At the public library in Benicia, children and parents value the craftsmanship of San Quentin inmates. SQ’s Furniture Shop recently volunteered its services for the restoration of more than 40 children’s chairs badly in need of repair.
“The care and effort which was put into the chairs and the quality of the work was great,” Helaine Bowles, Library Administrative Assistant, recently told the Vallejo Times-Herald.
Lacking funds to repair or replace the chairs, the Benicia Public Library heard about SQ’s Wood and Upholstery Shops and contacted the California Prison Industry Authority for help.
“It’s rewarding to do special projects, for the guys to showcase their skills to the general public,” said Ron Glass, SQ Furniture Shop Supervisor at CalPIA. “It’s something they can take pride in by giving something back.
“We have a good crew and 99 percent of our guys can get out and take those skills to work in any factory,” Glass added.
The inmates who work on the projects have the ability to reshape more than just wood. Every now and then, they have the power to restore a man’s sanity.
When a freak accident left a SQ Music Program guitar in pieces, Wade Morman, the inmate charged with its care, didn’t know what to do. Playing that guitar had become his daily solace.
Morman’s grief and distress did not go unnoticed, and the SQ community rallied around him.
“It’s rewarding to do special projects, for the guys to showcase their skills to the general public”

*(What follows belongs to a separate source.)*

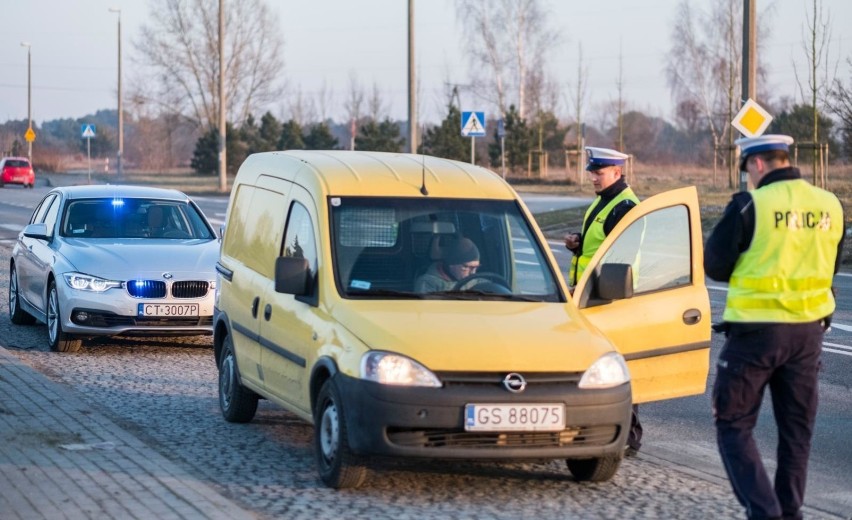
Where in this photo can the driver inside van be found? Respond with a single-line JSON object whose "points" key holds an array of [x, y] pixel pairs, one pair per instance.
{"points": [[459, 260]]}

“To see the hurt in that man’s eyes, I knew we had to do whatever we could to help him,” said Anthony Evans, an inmate known to everyone on the SQ yard as “Tone.”
Evans, a skilled woodworker for the last seven years who’d helped restore the children’s chairs, told Morman not to worry. With the help of Ronald Carter, another experienced woodshop worker, Tone resolved to fix the guitar on his own time.
Carter, known as “Skyscraper” or “Sky” because of his height, made sure to get permission to search for a piece of scrap wood that could replace the guitar’s body. Using a band saw, Sky traced the outline of a Stratocaster into the discarded red pine.
“It made me feel good to do it,” Carter said. “I stay in the mix and always try to do better.”
Evans spent hours of his spare time shaping the red pine by hand, turning junk wood into art.
“I had no idea how we were going to rebuild that guitar at first,” Evans said. “But when you do the right thing for the right reasons, God makes it all right.”
Neither Evans nor Carter plays guitar or knows much about how the parts go together, so they turned to another co-worker, Shawn Reyes, to help with the fitting of components and assembly.
Reyes, a guitar man himself, knows Morman through the SQ Music Program.
“No matter when you’d go in West Block, Wade would be there on his tier strumming that guitar,” Reyes recalls. “There was nothing we weren’t going to do to make sure he was back where he belongs.”
The three men told Morman to meet them on the yard outside the PIA entrance to check their progress and help put the guitar back together. But that was all a ploy to surprise him with the finished instrument. Officers, free staff and inmates cheered side by side as Morman was handed the guitar.
“I had no idea that guys could care so much,” Morman said. “There were some tears—I’m not ashamed of the wet eye moments.”
“I’m just happy to help him recover a piece of himself,” Carter said.
“There were a lot of doubters,” Reyes conceded. “It was great to see the look on their faces when we pulled it all off.”
“The look of joy on Wade’s face, that’ll carry me for years,” Evans declared.